The normal constraint (NC) method [19] is an effective method in the literature that guarantees generating evenly distributed solutions over the entire Pareto front. The main idea of NC method is to use the utopia plane to approximate the true Pareto front such that a set of evenly distributed reference points on utopia plane would result to a set of evenly distributed solutions on Pareto front, after the projection along the normal vector of utopia plane. Here, utopia plane refers to the hyper plane determined by all the anchor points, each of which individually optimizes a single objective (e.g. y1 for y1-axis and y2 for y2-axis in Fig 3.a). However, the original NC method was developed on continuous solution space. In the case of IP, it can generate dominated solutions (see Fig 3.a) where point A is the solution generated using NC, but there exists a point B outside the shaded feasible region, dominating A. Therefore, we propose to combine the idea of utopia plane and the epsilon-constraint method such that all solutions are guaranteed to be non-dominant ones (see Fig 3.c).
Our proposed method consists of four main steps: 1) determine the utopia plane; 2) generate uniformly distributed reference points on the utopia plane; 3) for each reference point, use its (k-1) coordinates to constrain the (k-1) objectives; 4) optimize the k-th objective within the reduced solution space.
Repeat steps 2) to 4) to achieve the representative Pareto front. In step 2), we resort to the hit-and-run (H&R) method [18] to sample the reference points. Its principle is straightforward: let pt denote the current point then Pk+1= pk+ l×d is the next point, where d is a random direction vector and l is the random length of the jump.
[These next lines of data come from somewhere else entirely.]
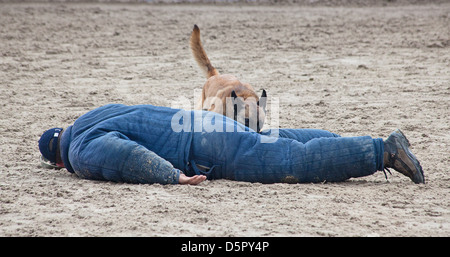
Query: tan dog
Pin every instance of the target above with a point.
(225, 94)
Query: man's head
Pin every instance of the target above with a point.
(48, 144)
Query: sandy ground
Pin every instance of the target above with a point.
(353, 71)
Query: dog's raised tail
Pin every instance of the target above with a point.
(200, 55)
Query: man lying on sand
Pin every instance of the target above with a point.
(151, 144)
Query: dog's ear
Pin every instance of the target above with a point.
(263, 100)
(233, 94)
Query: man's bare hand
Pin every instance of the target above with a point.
(195, 180)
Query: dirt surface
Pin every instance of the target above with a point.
(351, 70)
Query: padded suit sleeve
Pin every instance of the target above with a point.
(114, 157)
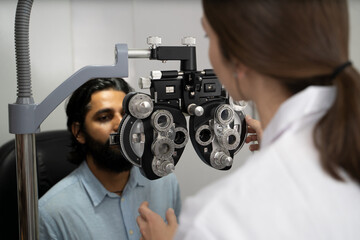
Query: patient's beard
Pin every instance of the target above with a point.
(106, 157)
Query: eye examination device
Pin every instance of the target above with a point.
(182, 104)
(154, 131)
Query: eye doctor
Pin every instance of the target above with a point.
(291, 58)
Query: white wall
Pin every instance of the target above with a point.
(66, 35)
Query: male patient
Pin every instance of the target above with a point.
(100, 199)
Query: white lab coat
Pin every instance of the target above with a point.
(281, 192)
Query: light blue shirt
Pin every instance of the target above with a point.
(79, 207)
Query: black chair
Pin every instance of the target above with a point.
(52, 165)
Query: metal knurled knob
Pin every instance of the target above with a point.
(188, 41)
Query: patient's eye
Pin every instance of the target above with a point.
(104, 117)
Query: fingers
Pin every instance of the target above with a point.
(170, 217)
(254, 147)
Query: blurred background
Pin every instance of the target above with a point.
(66, 35)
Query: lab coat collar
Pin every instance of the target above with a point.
(313, 102)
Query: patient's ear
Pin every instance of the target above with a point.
(75, 129)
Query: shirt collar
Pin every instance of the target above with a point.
(97, 192)
(311, 103)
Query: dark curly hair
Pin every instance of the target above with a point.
(77, 108)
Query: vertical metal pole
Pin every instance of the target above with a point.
(27, 186)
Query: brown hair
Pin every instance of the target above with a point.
(299, 43)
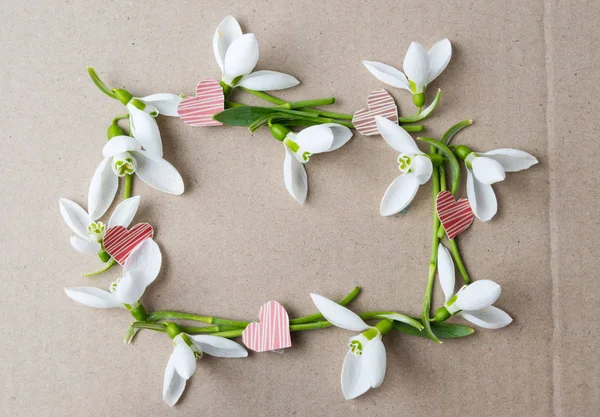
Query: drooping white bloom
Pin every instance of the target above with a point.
(487, 168)
(237, 55)
(300, 146)
(415, 166)
(140, 270)
(420, 67)
(124, 155)
(365, 363)
(474, 301)
(182, 362)
(86, 226)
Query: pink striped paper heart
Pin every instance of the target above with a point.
(273, 331)
(199, 110)
(380, 103)
(456, 216)
(119, 242)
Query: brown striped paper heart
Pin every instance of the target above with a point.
(380, 103)
(119, 242)
(199, 110)
(273, 331)
(456, 216)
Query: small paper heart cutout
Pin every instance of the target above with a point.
(199, 110)
(119, 242)
(272, 332)
(380, 103)
(456, 216)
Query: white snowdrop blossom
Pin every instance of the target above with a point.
(421, 67)
(415, 167)
(300, 146)
(87, 227)
(237, 55)
(182, 362)
(142, 113)
(487, 168)
(473, 302)
(123, 155)
(140, 270)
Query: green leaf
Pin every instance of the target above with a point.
(454, 166)
(441, 330)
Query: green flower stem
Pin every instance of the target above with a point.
(169, 315)
(127, 187)
(275, 100)
(108, 265)
(100, 84)
(317, 316)
(426, 308)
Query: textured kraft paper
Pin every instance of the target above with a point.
(526, 72)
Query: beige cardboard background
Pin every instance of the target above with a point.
(526, 72)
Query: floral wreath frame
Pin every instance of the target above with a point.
(140, 153)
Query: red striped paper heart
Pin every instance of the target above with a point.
(380, 103)
(119, 242)
(456, 216)
(273, 331)
(199, 110)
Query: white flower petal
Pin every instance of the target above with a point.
(268, 81)
(294, 176)
(119, 145)
(93, 297)
(487, 170)
(446, 272)
(158, 173)
(422, 168)
(512, 160)
(478, 295)
(124, 212)
(416, 66)
(145, 261)
(355, 378)
(387, 74)
(241, 56)
(103, 189)
(315, 139)
(341, 135)
(165, 103)
(185, 361)
(489, 318)
(374, 361)
(145, 130)
(228, 30)
(84, 246)
(75, 217)
(173, 384)
(339, 315)
(439, 58)
(399, 194)
(219, 346)
(481, 198)
(396, 137)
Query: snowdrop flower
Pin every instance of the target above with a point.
(487, 168)
(188, 348)
(420, 69)
(123, 155)
(473, 302)
(365, 362)
(140, 270)
(142, 112)
(86, 226)
(237, 55)
(300, 146)
(415, 166)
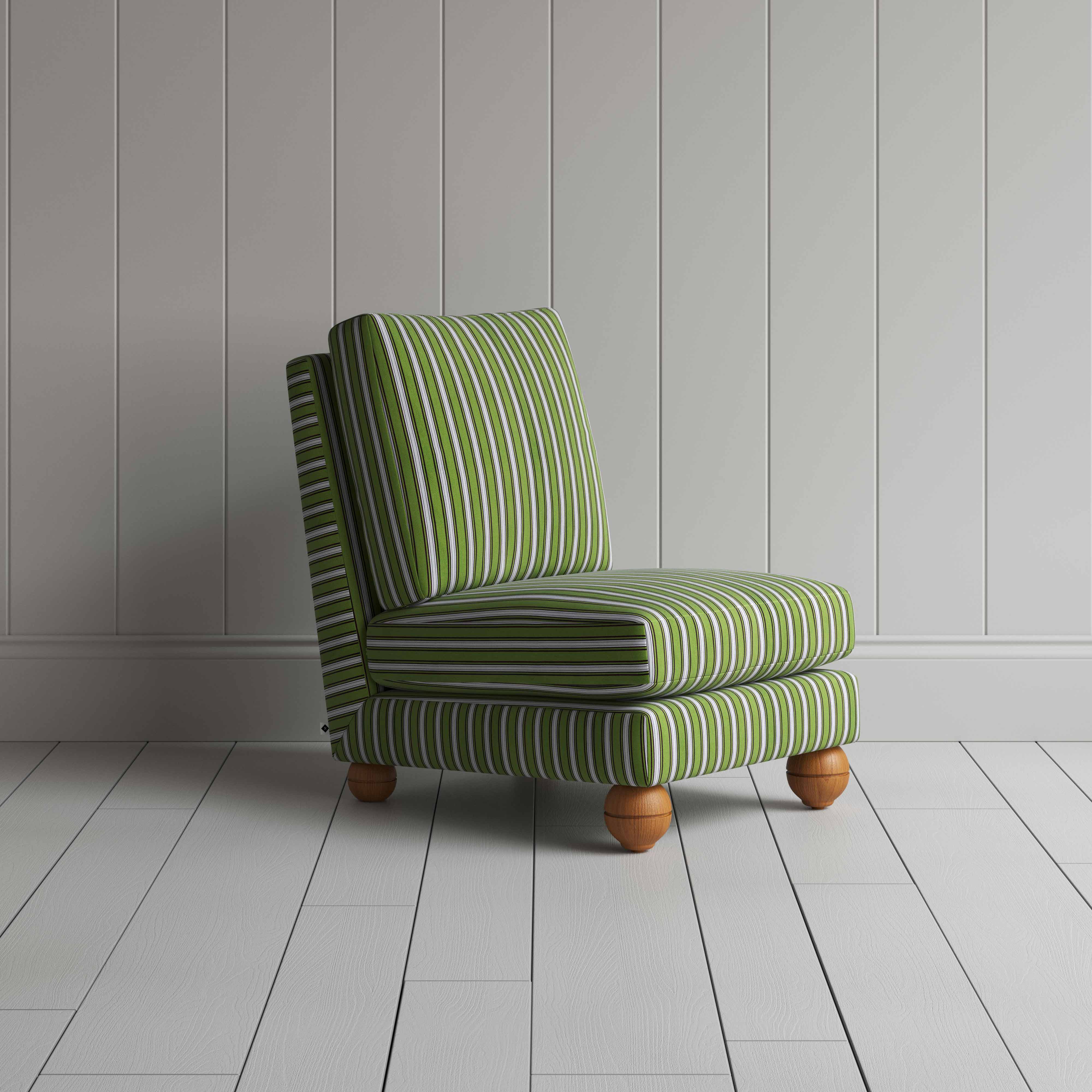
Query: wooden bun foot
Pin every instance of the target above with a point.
(820, 778)
(372, 784)
(638, 817)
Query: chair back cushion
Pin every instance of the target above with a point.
(470, 452)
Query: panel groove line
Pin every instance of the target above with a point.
(170, 310)
(62, 250)
(714, 259)
(930, 316)
(823, 342)
(279, 293)
(607, 268)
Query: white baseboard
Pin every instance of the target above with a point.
(270, 689)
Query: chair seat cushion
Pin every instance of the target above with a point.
(644, 743)
(634, 634)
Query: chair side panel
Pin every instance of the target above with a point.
(340, 586)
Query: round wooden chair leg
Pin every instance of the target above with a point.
(820, 778)
(638, 817)
(371, 782)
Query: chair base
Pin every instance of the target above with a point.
(638, 818)
(820, 778)
(372, 784)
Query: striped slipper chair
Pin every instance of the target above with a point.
(468, 615)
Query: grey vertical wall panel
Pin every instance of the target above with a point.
(63, 311)
(496, 156)
(823, 295)
(931, 316)
(388, 111)
(171, 321)
(279, 292)
(1038, 421)
(715, 317)
(607, 247)
(5, 333)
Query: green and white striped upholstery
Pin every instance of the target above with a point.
(458, 549)
(340, 584)
(615, 743)
(613, 635)
(471, 450)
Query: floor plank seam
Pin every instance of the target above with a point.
(413, 925)
(1063, 769)
(952, 947)
(292, 933)
(139, 905)
(1058, 864)
(702, 934)
(815, 946)
(35, 767)
(72, 840)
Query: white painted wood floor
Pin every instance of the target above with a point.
(201, 918)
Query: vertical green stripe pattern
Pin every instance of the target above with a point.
(340, 586)
(606, 635)
(625, 744)
(471, 449)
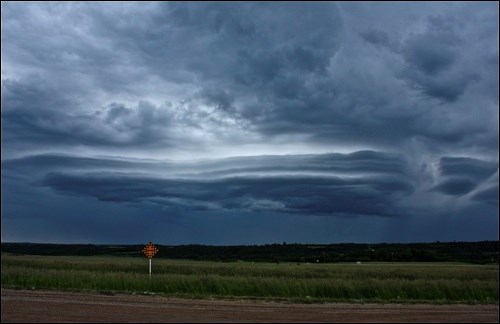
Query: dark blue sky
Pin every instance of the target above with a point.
(249, 122)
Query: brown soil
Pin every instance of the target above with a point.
(44, 306)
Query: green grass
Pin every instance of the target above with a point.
(368, 282)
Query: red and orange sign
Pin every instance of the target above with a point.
(150, 250)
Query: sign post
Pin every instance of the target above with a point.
(150, 250)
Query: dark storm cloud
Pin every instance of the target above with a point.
(473, 168)
(290, 194)
(272, 69)
(488, 195)
(42, 116)
(364, 182)
(203, 80)
(462, 175)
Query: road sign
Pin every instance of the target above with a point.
(150, 250)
As a random-walk algorithm, H&R is proven to generate uniformly distributed points inside any polyhedron after a sufficient number of runs [18].
Note that an obvious alternative is to equally divide the Pareto front along each objective direction and then traverse each grid. However, it might not evenly cut the Pareto front and the computational efforts grow exponentially along the number of objectives.